Affected fish have been found throughout the bay and in most of its tributaries, the researchers say. In April, about one in every 25 rockfish sampled had the lesions, and the disease seems to be more prevalent in the summer, so the scientists expect the proportion of sick rockfish to increase.
Problem for several years
The two researchers think the infections have probably been plaguing rockfish for several years, and that anglers have only recently been reporting the problem because of heightened concern about Pfiesteria. Stubborn mycobacteria can stay in a fish's body for years, even if they heal, says May. "That means we'll be seeing this problem in striped bass for at least three or four years.

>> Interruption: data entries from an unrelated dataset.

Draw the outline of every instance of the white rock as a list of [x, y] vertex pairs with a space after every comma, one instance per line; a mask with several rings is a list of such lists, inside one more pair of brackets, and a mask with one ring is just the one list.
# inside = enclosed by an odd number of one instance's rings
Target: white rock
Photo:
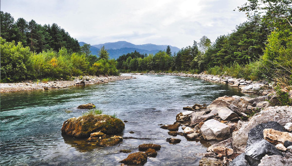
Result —
[[288, 122], [286, 123], [284, 128], [286, 129], [286, 130], [289, 132], [292, 131], [292, 122]]

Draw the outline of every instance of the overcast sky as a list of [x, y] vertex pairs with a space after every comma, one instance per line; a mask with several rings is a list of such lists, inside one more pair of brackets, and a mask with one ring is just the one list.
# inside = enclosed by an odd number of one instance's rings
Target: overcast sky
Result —
[[1, 0], [16, 20], [56, 23], [91, 45], [125, 40], [179, 48], [205, 35], [214, 41], [247, 19], [233, 10], [245, 0]]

This is now a chronic condition."
And it's a troubling one, since the factors that triggered it and the long-term effects are unknown. Outbreaks of the bacteria are common in farm-raised fish, Vogelbein says, "but these lesions have never been reported before in wild fish."
Why here, and nowhere else, are the rockfish sick?
Scientists don't know, and they don't expect to figure it out soon. As with the other recently discovered changes in bay creatures, the potential culprits range from natural causes to human-induced changes in the environment.
"This is all a work in progress," Buchanan says. "It may take several years before we piece it all together."